Saturday, 6 June 2009
On this date: Carl XIII elected King of Sweden
Today is Sweden’s National Day and 200 years ago today, on 6 June 1809, Prince Carl, Duke of Sudermania was elected King of Sweden by the four estates, assuming the name Carl XIII. The Swedish Constitution which remained in force until 1 January 1975 was dated 6 June 1809 and this, and the fact that Gustaf I was proclaimed King of Sweden on 6 June 1523, was the reason why one in 1916 started to celebrate 6 June as the Day of the Swedish Flag. It became the National Day of Sweden in 1983 and since 2005 it is also a public holiday.
Carl XIII came to the throne after the coup which toppled his nephew Gustaf IV Adolf in March 1809. The deposed King’s feeble-minded uncle was asked to be Protector of the Realm while a new constitution was being prepared by the four estates. The estates’ Constitutional Committee held its first meeting on 14 May and a week later the final editing began. Getting the estates to accept it was however more difficult. The peasants were understandably not happy about some of the privileges the new Constitution granted to the nobility, which meant that further burdens were shifted to the peasants.
It had been hoped that the Constitution could be passed on 5 June, so that Duke Carl could be proclaimed King on 6 June, the same date as Gustaf I. As 5 June dawned the peasants still refused to agree to the Constitution. The result was that the three other estates one by one went to the Royal Palace and asked the Duke to accept the Crown of Sweden.
Meanwhile the peasants were put under heavy pressure and at 5 p.m. too came to the Palace and offered the Crown to Duke Carl. But the issue of the controversial § 114 was still unresolved and the peasants had therefore not accepted the Constitution.
At a ceremony in the Hall of State at the Royal Palace on Tuesday 6 June 1809 Duke Carl accepted the four estates’ offer of the Crown of Sweden. He also recognised the new Constitution, but unlike the speakers of the other three estates the Speaker of the peasants’ estate had still not signed it. This they would not do until the second estate had agreed to remove § 114 about the noble privileges.
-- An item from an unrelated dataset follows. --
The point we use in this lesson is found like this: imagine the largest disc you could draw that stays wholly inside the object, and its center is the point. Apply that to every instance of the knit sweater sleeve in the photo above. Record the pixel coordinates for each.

Their refusal meant that peace negotiations with Russia could not yet start, as Russia had demanded a lawful king and a lawful constitution before they would enter into negotiations with Sweden. It also meant that the new King’s coronation had to be postponed from 15 to 29 June.
In the end Georg Adlersparre, one of the leading men of the March revolution, put heavy pressure on the fourth estate and on 27 June they were commanded to come to the King at the Palace. There King Carl made a speech where he personally promised to negotiate in the issue of the noble privileges and guaranteed that those aspects of the question which were not dealt with during the ongoing assembly would be dealt with next time the four estates met. This finally cracked the peasants’ resistance and there and then the Speaker, Lars Olsson, added his signature to the Constitution, three weeks after the speakers of the other estates.
On 4 November 1814 Carl XIII was also elected King of newly independent Norway, but real power lay in the hands of his adopted son and heir, who succeeded him as King Carl XIV Johan when Carl XIII died in February 1818.
The bust by Johan Tobias Sergel shows a younger Carl XIII.